La marijuana, o cannabis, è una delle droghe “ricreative” più comunemente usate al mondo. Nel 2015, uno studio del Pew Research Center, aveva rilevato che quasi la metà degli americani aveva usato marijuana in qualche momento della loro vita. Nel 2011, uno studio realizzato nel Regno Unito, e destinato esclusivamente ai subacquei (sia apneisti che bombolari), aveva evidenziato che, su 479 intervistati, 105 (il 22% del campione) riferiva di aver fatto uso di droghe, 99 di questi avevano assunto proprio cannabis.

La spinta verso una regolamentazione del consumo a fini ricreativi, in varie parte del mondo, sta facendo si che anche tra i subacquei stia aumentando il consumo, senza che però esistano sufficienti dati sull’interazione tra marijuana e immersioni, e quindi senza che esistano delle linee guida mediche sulla questione.

Effetti Psicotropi

Il medico Tom Neuman (medico californiano di medicina d’urgenza, pneumologo e molto noto per le sue pubblicazioni scintifiche in materia di medicina subacquea e iperbarica), afferma che l’uso della marijuana riduce sensibilmente le abilità motorie e cognitive, rendendone problematico l’uso prima dell’immersione.

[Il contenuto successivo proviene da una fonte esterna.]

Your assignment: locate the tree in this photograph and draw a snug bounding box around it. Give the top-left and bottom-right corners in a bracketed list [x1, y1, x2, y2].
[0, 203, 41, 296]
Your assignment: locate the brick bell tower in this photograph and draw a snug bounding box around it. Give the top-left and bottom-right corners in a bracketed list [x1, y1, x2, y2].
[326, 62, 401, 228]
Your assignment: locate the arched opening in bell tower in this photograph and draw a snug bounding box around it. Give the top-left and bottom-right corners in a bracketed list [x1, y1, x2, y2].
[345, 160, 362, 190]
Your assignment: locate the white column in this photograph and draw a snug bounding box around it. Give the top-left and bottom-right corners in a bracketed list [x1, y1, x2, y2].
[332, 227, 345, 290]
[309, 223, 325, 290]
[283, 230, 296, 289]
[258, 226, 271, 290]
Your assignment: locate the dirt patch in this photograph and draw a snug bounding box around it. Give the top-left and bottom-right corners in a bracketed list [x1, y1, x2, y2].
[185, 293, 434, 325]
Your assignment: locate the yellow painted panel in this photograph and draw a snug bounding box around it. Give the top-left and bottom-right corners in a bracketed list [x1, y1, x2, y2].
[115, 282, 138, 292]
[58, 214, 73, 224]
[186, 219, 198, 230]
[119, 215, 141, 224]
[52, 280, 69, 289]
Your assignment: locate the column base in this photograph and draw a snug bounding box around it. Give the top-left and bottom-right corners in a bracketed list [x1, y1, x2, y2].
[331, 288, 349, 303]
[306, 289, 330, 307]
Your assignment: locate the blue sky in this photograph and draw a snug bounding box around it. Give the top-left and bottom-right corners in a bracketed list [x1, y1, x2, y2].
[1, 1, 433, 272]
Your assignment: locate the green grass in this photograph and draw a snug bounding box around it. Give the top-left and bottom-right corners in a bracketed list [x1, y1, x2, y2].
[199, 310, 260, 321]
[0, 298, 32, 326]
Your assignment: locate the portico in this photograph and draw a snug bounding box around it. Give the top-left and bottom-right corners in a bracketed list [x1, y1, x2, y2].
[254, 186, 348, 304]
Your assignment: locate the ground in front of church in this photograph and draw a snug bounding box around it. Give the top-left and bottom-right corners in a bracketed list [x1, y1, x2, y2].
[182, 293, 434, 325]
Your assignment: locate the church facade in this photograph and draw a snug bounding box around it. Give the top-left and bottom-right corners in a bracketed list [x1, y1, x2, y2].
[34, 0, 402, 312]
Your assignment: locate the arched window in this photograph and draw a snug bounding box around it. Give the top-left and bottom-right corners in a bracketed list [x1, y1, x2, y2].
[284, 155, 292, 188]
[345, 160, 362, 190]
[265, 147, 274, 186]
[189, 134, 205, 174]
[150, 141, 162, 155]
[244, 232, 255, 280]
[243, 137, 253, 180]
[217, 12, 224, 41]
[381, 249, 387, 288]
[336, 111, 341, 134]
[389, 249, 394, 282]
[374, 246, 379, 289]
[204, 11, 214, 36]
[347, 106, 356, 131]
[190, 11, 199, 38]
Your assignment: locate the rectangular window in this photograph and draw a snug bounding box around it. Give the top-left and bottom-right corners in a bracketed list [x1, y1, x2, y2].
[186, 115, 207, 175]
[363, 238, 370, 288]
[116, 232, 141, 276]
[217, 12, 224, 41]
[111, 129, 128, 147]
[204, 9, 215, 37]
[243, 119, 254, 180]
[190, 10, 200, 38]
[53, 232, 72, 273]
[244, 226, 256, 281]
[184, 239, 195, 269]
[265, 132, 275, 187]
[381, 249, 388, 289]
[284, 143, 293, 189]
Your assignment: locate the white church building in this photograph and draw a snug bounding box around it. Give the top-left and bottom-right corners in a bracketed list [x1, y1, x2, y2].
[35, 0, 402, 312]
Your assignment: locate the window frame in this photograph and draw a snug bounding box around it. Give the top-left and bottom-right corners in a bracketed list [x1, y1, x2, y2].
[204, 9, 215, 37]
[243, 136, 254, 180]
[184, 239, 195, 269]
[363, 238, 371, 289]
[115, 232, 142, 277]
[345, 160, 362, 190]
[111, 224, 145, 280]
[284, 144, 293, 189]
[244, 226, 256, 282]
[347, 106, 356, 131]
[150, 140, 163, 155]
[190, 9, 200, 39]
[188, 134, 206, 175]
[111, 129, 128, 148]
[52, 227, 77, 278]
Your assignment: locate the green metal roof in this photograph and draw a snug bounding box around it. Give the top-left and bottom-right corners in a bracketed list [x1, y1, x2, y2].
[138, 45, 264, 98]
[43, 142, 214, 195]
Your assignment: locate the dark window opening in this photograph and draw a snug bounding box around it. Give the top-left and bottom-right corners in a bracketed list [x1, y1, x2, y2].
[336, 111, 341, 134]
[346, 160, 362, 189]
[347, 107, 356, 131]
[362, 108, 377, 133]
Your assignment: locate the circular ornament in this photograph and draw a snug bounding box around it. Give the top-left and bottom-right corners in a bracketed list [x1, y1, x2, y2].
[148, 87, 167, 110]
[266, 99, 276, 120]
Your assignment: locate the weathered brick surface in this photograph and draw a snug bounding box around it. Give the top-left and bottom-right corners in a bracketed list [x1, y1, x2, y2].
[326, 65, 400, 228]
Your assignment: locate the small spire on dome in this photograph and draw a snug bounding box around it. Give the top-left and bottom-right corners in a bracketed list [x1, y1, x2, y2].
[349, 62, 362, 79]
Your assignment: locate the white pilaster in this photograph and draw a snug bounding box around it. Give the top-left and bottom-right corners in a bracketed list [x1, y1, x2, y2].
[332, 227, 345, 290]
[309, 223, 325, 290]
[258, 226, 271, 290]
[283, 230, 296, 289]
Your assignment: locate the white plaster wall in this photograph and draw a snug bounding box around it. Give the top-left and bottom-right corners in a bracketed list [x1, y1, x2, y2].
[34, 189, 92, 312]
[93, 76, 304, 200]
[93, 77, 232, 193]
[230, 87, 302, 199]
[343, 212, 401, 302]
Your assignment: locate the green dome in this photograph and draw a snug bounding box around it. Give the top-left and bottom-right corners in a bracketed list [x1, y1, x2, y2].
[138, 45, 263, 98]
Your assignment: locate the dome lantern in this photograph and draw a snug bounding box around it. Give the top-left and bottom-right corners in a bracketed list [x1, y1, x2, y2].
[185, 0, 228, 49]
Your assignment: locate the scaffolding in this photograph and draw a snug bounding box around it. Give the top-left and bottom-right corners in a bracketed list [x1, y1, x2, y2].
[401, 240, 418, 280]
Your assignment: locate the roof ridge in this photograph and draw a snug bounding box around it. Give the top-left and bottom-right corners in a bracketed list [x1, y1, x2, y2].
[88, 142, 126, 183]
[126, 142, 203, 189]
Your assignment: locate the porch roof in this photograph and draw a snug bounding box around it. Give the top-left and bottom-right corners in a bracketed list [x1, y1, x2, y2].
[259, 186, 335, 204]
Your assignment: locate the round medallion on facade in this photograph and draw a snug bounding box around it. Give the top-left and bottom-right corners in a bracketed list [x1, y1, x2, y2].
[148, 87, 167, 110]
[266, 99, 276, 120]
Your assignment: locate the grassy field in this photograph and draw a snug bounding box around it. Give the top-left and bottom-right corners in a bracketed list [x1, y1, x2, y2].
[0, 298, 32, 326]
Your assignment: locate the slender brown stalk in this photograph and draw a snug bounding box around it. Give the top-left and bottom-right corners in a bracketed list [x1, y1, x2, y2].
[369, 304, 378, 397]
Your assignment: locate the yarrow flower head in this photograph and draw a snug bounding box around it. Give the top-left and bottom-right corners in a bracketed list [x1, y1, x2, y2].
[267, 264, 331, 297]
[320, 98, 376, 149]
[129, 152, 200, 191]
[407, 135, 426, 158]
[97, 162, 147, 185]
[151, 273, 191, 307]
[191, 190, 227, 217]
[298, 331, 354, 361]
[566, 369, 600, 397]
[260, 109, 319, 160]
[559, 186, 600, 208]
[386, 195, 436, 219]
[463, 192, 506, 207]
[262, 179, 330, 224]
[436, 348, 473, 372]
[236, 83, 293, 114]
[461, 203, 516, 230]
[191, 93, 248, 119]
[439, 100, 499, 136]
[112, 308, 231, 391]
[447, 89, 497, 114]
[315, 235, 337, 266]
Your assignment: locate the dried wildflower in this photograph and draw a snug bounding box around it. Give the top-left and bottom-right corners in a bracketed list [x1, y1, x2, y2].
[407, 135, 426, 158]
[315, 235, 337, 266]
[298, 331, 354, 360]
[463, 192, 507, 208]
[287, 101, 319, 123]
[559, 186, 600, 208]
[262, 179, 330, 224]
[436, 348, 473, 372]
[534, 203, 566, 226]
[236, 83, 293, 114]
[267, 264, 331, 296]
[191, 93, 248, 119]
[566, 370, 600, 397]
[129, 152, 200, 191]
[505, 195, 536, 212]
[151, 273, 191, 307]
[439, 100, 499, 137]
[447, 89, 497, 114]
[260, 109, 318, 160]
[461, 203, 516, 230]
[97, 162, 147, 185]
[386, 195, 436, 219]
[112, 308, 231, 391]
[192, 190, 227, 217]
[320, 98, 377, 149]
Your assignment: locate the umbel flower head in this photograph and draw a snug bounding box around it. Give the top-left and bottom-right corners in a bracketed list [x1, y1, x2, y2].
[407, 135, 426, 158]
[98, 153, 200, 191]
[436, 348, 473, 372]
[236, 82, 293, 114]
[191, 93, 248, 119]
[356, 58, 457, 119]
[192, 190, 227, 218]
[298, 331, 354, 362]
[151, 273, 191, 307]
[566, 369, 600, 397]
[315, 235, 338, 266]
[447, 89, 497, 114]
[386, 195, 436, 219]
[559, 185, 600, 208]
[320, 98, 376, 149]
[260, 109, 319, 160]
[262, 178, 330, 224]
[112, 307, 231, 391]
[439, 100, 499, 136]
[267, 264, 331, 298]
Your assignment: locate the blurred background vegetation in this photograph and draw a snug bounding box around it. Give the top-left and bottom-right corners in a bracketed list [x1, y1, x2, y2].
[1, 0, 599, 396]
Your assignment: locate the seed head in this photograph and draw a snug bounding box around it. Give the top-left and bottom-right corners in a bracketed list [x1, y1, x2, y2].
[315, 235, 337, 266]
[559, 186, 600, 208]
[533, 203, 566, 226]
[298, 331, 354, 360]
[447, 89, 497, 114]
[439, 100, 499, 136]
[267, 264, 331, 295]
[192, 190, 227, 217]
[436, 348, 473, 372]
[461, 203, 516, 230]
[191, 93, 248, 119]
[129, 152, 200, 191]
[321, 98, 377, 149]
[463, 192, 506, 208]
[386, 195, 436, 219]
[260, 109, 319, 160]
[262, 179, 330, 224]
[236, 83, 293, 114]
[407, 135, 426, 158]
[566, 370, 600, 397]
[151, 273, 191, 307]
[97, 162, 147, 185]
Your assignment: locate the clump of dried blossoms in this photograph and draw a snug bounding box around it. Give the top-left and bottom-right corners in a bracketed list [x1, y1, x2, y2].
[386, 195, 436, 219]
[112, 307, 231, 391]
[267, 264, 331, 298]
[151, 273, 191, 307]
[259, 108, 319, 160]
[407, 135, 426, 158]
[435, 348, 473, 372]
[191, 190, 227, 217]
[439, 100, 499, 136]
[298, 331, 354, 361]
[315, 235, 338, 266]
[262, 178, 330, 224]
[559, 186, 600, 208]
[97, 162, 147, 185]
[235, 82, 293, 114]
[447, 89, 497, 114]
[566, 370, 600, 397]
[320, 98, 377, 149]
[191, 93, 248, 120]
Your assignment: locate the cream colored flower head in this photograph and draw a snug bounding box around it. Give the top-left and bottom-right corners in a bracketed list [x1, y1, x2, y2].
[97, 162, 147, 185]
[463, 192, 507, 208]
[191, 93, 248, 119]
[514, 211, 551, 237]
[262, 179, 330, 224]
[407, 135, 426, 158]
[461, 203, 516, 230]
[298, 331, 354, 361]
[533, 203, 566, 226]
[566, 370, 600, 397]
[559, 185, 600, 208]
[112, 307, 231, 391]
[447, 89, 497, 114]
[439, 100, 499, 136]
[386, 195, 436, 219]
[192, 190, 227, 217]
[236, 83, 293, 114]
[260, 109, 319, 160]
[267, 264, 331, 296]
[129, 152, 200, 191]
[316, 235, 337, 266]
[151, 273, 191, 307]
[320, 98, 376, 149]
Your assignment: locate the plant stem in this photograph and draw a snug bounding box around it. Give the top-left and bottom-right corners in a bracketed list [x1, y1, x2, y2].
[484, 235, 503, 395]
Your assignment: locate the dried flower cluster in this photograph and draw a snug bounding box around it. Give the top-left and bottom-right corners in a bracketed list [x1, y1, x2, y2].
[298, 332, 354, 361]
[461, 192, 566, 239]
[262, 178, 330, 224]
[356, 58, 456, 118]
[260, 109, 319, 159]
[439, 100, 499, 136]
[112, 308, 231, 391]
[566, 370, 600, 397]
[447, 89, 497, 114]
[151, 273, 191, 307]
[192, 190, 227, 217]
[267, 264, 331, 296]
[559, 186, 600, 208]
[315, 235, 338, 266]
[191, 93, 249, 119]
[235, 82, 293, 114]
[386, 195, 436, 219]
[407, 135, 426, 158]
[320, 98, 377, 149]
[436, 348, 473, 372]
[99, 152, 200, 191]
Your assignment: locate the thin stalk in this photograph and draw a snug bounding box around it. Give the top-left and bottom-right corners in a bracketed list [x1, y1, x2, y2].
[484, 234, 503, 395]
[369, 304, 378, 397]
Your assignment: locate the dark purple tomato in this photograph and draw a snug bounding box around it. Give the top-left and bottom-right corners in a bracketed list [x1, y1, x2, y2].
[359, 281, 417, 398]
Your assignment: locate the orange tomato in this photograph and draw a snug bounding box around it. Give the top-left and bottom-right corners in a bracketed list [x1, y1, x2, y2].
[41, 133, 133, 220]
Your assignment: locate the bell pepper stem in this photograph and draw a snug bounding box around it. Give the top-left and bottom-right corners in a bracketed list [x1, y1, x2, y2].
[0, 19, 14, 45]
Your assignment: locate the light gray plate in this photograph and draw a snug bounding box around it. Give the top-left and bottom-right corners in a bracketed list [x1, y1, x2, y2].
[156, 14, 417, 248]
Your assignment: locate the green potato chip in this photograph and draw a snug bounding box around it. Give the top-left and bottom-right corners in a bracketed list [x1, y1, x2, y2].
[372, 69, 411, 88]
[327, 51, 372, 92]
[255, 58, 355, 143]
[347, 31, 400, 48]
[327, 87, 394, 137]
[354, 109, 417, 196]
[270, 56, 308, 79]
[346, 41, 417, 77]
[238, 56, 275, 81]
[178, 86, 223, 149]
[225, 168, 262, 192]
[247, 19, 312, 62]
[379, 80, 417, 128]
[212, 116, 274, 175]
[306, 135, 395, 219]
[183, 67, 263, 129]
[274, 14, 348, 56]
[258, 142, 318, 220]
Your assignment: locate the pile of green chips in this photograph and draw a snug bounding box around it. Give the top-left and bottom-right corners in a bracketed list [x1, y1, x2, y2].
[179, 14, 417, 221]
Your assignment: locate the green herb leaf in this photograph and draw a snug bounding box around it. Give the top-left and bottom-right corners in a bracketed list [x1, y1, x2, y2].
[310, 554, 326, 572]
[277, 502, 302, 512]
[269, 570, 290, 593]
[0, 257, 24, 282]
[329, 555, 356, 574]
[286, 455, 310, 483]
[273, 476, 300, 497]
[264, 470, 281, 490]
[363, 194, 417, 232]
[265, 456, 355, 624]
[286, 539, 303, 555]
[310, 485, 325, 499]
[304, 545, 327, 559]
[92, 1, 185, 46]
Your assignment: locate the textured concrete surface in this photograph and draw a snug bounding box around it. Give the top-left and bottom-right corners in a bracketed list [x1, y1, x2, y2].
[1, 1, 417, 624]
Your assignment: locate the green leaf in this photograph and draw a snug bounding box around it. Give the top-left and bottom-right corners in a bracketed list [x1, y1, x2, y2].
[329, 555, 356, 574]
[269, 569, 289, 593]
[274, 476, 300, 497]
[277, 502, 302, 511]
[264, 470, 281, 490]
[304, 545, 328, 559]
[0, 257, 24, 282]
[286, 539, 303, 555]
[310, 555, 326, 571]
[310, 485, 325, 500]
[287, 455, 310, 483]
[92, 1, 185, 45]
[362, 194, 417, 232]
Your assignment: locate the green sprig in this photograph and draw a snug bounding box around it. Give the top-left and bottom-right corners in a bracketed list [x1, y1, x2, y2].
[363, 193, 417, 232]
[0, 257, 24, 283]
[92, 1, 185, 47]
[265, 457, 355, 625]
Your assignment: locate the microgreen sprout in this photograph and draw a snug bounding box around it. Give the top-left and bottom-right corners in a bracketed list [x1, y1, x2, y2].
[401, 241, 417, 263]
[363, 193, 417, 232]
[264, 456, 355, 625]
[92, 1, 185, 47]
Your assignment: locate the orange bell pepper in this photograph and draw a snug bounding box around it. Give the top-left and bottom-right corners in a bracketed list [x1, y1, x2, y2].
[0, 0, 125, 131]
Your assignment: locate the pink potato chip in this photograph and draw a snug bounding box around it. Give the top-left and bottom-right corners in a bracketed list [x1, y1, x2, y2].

Anche il professor Paul Auerbach (Scuola di Medicina dell’Università di Stanford), è convinto che la marijuana possa avere effetti acuti e cronici sul subacqueo. È assodato che la sostanza può influenzare lo stato mentale, il giudizio, i riflessi fisici e le fisiologia neurologica di un subacqueo. E a meno che la ricerca non dimostri che i benefici superano gli effetti negativi, la cannabis dovrebbe essere del tutto bandita da chi effettua attività subacquee.

Effetti su Polmoni e Sistema Vascolare

Il dott. Ernest Campbell (chirurgo polmonare al Brookwood Medical Center di Birmingham), spiega che il fumo di marijuana contiene il 50% in più di catrame, oltre a corpi estranei e sostanze cancerogene nocive, rispetto al fumo di sigaretta.

Questa combinazione può causare un ingrossamento dei bronchi terminali, aumento della tosse, infiammazione dei polmoni e contribuire alla perdita di cellule bronchiali ciliate, deputate a combattere le infezioni.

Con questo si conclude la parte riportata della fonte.